A multilateralização do acordo – ou seja, sua integração à estrutura jurídica da OMC – continua complicada por causa da indefinição da India, principalmente. Os indianos juntamente com a África do Sul há meses contestam negociação de acordos plurilaterais (envolvendo somente certo número de membros), que consideram ilegal e sem mandato para ser feitos na entidade.

Para fazer um acordo sob o guarda-chuva multilateral da OMC, é necessário o consenso entre os 164 países, ou seja, o sinal verde de todos. Para depois entrar em vigor, é necessária a ratificação de 2/3 de participantes, portanto cerca de 75 membros – mas é preciso, portanto, antes, o consenso.

O que aconteceu em Abu Dhabi foi assim que uma grande maioria de países deixou claro que quer levar adiante o acordo, aumentando a pressão para que outros países, como a India, não venham a bloqueá-lo, ou seja, não venham a sabotar a iniciativa. Se isso vai funcionar sobre Nova Deli, é outra história, que se verá nos próximos dias.

O AFID visa a simplificar as operações entre as economias signatárias – somando países desenvolvidos e em desenvolvimento -, dar mais previsibilidade aos investidores e promover a conduta empresarial responsável nas operações internacionais.

Inclui também “cláusulas por meios das quais os países se obrigam a exigir do investidor compromissos sociais e ambientais”, destaca Tatiana Prazeres, que representa o Ministério do Desenvolvimento, Indústria Comércio e Serviços (MDIC) na conferência de Dubai.

Esse entendimento não trata, porém, de acesso ao mercado, proteção de investimentos, nem incluindo mecanismo de disputa entre investidor e Estado, temas politicamente sensíveis para bom número de países.

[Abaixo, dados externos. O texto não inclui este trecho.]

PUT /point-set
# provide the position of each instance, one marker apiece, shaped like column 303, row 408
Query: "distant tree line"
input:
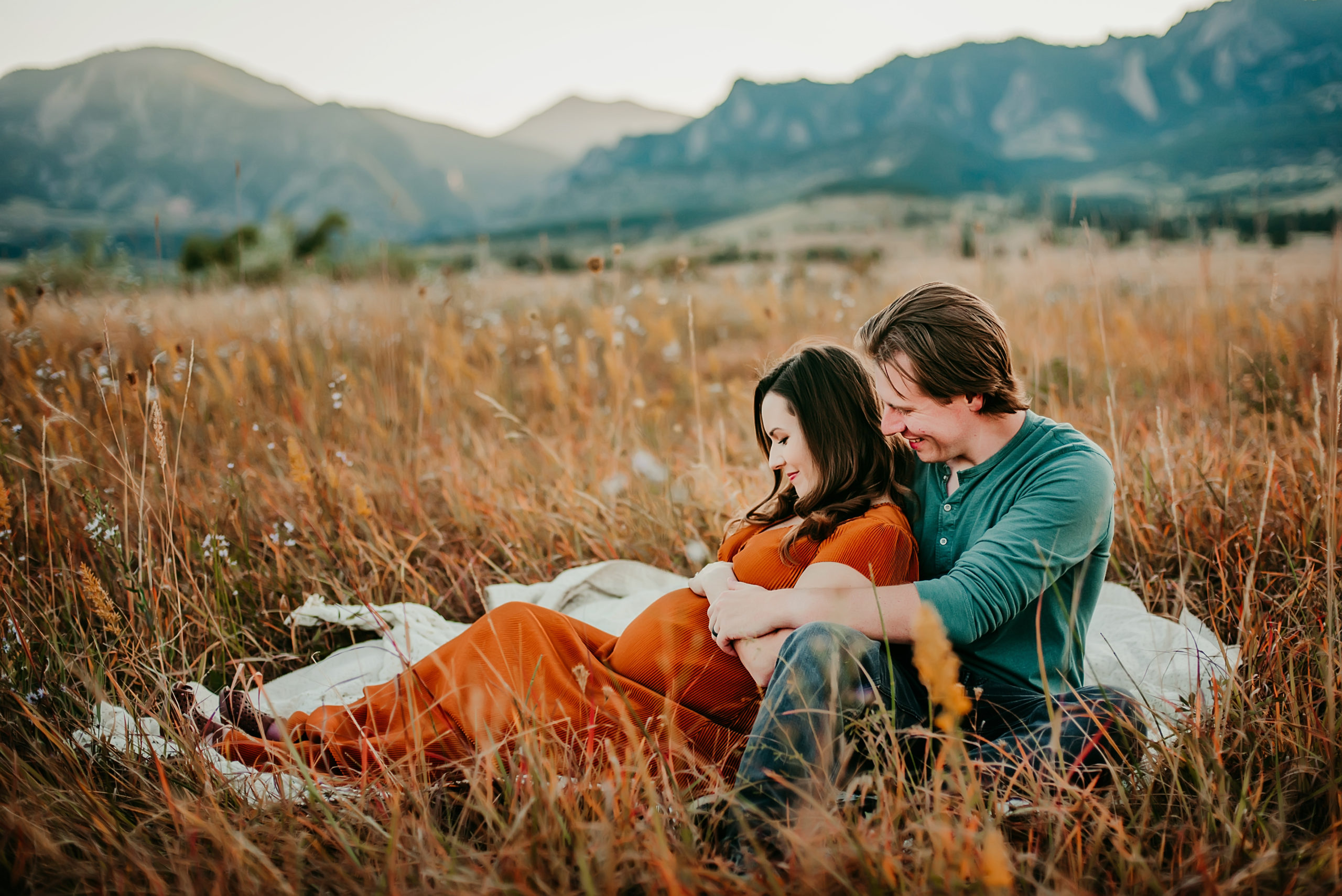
column 200, row 253
column 1122, row 219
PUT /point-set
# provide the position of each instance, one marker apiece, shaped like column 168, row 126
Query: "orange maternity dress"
column 662, row 687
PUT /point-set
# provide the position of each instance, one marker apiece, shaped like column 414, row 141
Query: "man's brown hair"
column 952, row 342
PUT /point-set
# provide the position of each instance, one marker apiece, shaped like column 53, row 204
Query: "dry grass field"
column 181, row 470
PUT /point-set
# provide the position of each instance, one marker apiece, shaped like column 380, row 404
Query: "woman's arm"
column 761, row 654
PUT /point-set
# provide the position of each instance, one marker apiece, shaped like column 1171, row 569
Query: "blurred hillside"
column 1242, row 99
column 112, row 141
column 575, row 125
column 1233, row 114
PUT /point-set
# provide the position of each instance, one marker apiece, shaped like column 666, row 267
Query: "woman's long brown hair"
column 835, row 403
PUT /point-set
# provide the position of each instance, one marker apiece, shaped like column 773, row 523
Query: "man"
column 1015, row 520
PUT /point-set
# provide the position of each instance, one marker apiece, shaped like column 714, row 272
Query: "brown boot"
column 236, row 709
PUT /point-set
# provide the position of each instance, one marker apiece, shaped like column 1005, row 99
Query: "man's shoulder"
column 1065, row 460
column 1062, row 443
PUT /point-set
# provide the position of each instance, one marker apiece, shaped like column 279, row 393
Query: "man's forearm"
column 883, row 613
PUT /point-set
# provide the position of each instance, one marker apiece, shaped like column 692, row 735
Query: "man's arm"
column 882, row 613
column 825, row 593
column 1050, row 529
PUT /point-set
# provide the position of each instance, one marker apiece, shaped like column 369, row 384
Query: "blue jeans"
column 830, row 678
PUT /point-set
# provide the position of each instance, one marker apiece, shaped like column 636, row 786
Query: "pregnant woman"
column 663, row 686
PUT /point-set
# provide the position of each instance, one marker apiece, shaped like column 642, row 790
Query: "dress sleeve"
column 880, row 550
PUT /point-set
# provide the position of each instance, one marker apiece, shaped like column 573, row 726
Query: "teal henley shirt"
column 1015, row 558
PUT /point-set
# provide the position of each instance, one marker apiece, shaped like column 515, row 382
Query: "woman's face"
column 788, row 450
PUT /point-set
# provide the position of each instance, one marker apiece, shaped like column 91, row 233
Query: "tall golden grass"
column 179, row 471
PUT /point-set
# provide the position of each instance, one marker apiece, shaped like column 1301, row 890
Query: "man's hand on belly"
column 760, row 655
column 713, row 580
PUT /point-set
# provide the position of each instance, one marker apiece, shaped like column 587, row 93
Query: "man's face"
column 938, row 433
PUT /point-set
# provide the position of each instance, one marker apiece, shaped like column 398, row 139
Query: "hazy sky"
column 489, row 65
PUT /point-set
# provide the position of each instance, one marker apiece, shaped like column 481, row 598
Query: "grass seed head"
column 99, row 600
column 938, row 667
column 157, row 434
column 298, row 469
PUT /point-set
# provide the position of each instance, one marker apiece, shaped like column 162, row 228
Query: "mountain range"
column 1246, row 94
column 1243, row 97
column 575, row 125
column 111, row 143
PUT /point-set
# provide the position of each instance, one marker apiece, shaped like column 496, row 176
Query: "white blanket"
column 1164, row 663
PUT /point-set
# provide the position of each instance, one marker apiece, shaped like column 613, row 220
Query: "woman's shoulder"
column 878, row 518
column 736, row 538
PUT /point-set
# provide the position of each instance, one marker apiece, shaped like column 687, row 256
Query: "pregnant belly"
column 667, row 650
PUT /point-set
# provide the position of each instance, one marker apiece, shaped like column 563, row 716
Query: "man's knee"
column 825, row 643
column 827, row 662
column 1101, row 725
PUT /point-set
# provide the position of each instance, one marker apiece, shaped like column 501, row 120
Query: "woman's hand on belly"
column 760, row 655
column 746, row 612
column 713, row 580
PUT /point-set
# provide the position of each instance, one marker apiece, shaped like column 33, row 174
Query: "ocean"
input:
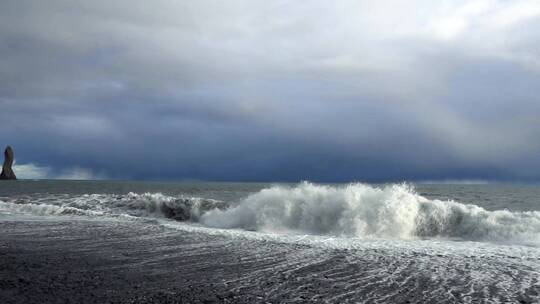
column 372, row 243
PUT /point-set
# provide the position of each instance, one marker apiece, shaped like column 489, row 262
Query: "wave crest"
column 359, row 210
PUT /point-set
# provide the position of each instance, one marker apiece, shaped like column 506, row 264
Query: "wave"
column 354, row 210
column 131, row 204
column 359, row 210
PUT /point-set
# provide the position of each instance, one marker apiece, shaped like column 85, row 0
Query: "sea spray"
column 364, row 211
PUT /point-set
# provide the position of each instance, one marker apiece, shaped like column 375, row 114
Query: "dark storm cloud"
column 257, row 90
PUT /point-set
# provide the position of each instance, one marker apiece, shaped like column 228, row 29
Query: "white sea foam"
column 354, row 210
column 359, row 210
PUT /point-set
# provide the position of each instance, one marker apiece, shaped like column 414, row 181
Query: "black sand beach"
column 97, row 261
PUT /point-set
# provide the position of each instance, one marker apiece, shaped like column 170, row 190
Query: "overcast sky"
column 272, row 90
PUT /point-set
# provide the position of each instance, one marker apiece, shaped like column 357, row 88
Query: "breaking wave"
column 359, row 210
column 354, row 210
column 131, row 204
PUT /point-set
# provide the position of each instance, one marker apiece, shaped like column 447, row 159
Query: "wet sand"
column 99, row 261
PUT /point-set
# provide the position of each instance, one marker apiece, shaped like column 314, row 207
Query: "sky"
column 329, row 91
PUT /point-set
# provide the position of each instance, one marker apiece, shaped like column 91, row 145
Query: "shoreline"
column 80, row 260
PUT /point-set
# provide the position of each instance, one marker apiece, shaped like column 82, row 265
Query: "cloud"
column 281, row 90
column 33, row 171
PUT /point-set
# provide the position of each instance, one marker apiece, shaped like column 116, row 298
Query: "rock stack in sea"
column 7, row 171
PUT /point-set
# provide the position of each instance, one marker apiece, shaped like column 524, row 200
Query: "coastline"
column 81, row 260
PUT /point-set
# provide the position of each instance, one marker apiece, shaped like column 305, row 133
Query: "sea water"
column 466, row 241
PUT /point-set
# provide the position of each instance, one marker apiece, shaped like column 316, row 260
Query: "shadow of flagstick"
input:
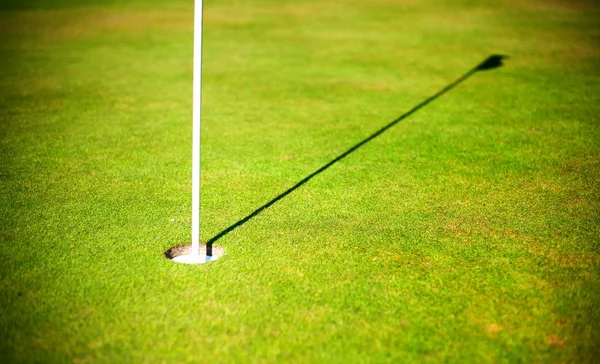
column 492, row 62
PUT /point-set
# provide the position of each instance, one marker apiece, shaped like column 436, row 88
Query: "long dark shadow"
column 493, row 61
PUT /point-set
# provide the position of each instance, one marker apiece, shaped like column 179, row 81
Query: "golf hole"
column 183, row 254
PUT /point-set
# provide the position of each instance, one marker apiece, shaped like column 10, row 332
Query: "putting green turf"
column 467, row 233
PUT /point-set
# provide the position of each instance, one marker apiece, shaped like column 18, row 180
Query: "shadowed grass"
column 467, row 233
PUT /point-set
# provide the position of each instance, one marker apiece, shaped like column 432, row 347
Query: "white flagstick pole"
column 197, row 95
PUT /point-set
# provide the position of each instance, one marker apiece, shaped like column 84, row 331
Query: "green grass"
column 467, row 233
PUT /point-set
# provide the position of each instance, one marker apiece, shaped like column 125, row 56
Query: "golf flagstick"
column 197, row 105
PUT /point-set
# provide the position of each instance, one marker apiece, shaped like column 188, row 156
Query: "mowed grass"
column 467, row 233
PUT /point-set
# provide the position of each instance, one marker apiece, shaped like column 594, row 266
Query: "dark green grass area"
column 469, row 232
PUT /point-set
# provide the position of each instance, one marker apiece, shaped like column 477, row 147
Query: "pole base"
column 183, row 254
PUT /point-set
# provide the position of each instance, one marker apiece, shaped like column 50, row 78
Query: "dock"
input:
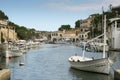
column 5, row 74
column 117, row 74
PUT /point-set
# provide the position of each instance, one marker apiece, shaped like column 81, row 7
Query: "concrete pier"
column 117, row 74
column 5, row 74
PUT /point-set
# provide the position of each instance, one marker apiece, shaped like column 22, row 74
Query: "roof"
column 114, row 19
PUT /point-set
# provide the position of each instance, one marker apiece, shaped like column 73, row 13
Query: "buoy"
column 21, row 64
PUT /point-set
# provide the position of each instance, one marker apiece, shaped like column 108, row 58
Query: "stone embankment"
column 5, row 74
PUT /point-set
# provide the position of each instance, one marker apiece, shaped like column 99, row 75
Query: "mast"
column 104, row 36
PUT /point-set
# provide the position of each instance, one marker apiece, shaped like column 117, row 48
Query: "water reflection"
column 82, row 75
column 50, row 62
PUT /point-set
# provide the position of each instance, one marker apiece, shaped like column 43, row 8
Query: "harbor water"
column 50, row 62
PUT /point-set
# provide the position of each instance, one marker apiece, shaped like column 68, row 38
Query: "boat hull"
column 97, row 65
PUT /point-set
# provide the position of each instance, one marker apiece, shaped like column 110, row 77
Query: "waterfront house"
column 71, row 35
column 114, row 34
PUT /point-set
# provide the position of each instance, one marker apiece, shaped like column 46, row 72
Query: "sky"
column 49, row 15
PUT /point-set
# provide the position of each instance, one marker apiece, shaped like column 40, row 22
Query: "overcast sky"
column 49, row 15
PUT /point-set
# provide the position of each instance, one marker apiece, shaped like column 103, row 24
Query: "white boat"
column 89, row 64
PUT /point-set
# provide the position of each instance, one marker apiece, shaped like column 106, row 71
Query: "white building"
column 114, row 33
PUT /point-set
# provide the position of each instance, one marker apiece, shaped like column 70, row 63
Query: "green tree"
column 3, row 16
column 77, row 24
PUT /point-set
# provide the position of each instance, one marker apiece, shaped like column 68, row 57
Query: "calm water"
column 50, row 62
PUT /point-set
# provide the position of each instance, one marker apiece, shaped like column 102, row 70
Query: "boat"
column 89, row 64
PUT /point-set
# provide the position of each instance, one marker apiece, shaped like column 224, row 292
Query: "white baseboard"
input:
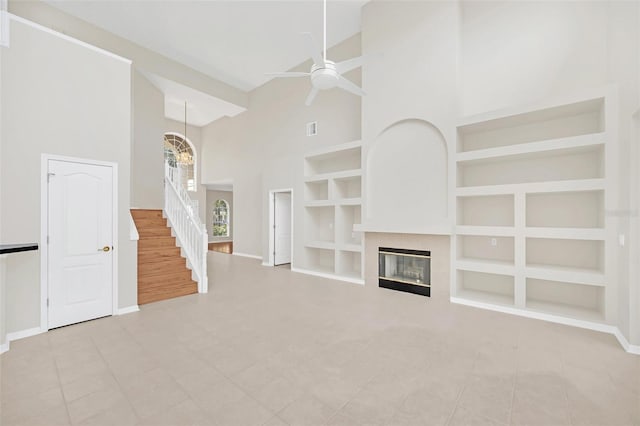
column 16, row 335
column 329, row 276
column 251, row 256
column 590, row 325
column 128, row 310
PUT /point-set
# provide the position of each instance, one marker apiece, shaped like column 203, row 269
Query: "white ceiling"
column 234, row 41
column 202, row 108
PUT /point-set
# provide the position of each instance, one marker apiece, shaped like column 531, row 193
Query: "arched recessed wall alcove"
column 406, row 178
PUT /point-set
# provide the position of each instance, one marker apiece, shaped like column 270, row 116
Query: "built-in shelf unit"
column 531, row 200
column 332, row 207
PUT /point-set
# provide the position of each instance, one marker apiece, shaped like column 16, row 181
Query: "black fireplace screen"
column 405, row 270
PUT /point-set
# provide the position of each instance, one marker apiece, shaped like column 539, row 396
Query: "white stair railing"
column 191, row 233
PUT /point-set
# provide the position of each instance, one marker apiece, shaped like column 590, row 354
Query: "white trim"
column 632, row 349
column 329, row 276
column 69, row 38
column 590, row 325
column 272, row 242
column 4, row 25
column 251, row 256
column 17, row 335
column 128, row 310
column 44, row 230
column 133, row 229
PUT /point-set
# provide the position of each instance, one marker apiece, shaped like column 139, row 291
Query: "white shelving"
column 333, row 208
column 532, row 196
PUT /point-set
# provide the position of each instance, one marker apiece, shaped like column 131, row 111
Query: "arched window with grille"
column 180, row 153
column 221, row 218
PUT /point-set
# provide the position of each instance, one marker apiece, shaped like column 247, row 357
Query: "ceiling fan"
column 325, row 74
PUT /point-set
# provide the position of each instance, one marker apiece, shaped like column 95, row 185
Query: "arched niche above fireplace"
column 406, row 178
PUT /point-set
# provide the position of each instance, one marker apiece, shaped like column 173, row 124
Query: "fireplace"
column 405, row 270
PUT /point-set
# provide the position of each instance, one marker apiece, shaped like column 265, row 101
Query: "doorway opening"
column 280, row 227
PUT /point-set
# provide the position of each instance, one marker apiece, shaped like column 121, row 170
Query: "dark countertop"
column 15, row 248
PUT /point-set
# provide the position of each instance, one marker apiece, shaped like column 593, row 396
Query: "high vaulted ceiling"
column 234, row 41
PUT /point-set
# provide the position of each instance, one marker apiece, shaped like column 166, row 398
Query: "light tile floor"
column 270, row 347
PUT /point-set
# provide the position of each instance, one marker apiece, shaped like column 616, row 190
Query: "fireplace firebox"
column 405, row 270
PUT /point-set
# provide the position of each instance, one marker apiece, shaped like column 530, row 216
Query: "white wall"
column 518, row 52
column 263, row 148
column 410, row 78
column 147, row 162
column 58, row 97
column 194, row 135
column 49, row 16
column 212, row 197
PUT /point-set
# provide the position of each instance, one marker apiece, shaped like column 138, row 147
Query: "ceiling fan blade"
column 348, row 65
column 349, row 86
column 288, row 74
column 311, row 96
column 313, row 50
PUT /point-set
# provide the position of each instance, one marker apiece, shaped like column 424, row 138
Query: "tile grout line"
column 64, row 399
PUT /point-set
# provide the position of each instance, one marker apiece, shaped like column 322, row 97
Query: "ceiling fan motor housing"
column 324, row 77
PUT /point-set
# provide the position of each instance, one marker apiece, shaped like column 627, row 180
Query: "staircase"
column 162, row 271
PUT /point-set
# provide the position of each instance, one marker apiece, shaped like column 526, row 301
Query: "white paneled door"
column 80, row 252
column 282, row 227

Para Tatiana Prazeres, trata-se de um compromisso importante para a OMC e para o Brasil, vendo “muito valor no estabelecimento de padrões globais mínimos para transparência, simplificação e facilitação de investimentos, além da prevenção de disputas”.

O MDIC menciona cálculos da Confederação Nacional da Indústria (CNI), segundo os quais o AFID tem potencial para alavancar o Produto Interno Bruto (PIB) brasileiro em 2,1% num período de cinco anos, gerando mais de 160 mil postos de trabalho e aumento dos investimentos em 5,9%.

Uma pesquisa realizada pelo Banco Mundial aponta que 82% dos investidores consultados consideram transparência e previsibilidade na conduta de órgãos públicos como um fator importante ou criticamente importante para a definição a respeito de onde investir.

Conforme a delegação brasileira, o Brasil teve participação ativa na negociação do Acordo sobre Facilitação de Investimentos para o Desenvolvimento (AFID, na sigla em inglês), que vem sendo articulado desde 2017. Segundo negociadores, a experiência brasileira nessa área ajudou. O MDIC lembra que desde 2012 o Brasil vem concluindo Acordos de Cooperação e Facilitação de Investimentos (ACFI) em nível bilateral e regional.

Os países que assinam o acordo são: Afeganistão, Albânia, Angola, Antígua e Barbuda, Argentina, Armênia, Austrália, Bahrein, Barbados, Belize, Benin, Bolívia, Brasil, Burundi, Cabo Verde, Camboja, Camarões, Canadá, República Centro-Africana, Chade, Chile, China, Congo, Costa Rica, Djibuti, Dominica, República Dominicana, Equador, El Salvador, União Europeia (27 países), Gabão, Gâmbia, Geórgia, Granada, Guatemala, Guiné, Guiné-Bissau, Honduras, Hong Kong, Islândia, Indonésia, Japão, Cazaquistão, Coreia do Sul, Kwait, Quirguistão, Laos, Libéria, Macau, Malawi, Malásia, Maldivas, Mali, Mauritânia, Ilhas Maurício, México, Moldávia, Mongólia, Montenegro, Marrocos, Moçambique, Miamar, Nova Zelândia, Nicaragua, Níger, Nigéria, Macedônia do Norte, Noruega, Oman, Panamá, Papua-Nova Guiné, Paraguai, Peru, Filipinas, Qatar, Rússia, Arábia Saudita, Seicheles, Serra Leoa, Singapura, Ilhas Salomão, Suriname, Suiça, Tajiquistão, Tailândia, Togo, Uganda, Emirados Árabes Unidos, Reino Unido, Uruguai, Vanuatu, Venezuela, Iêmen, Zâmbia e Zimbábue.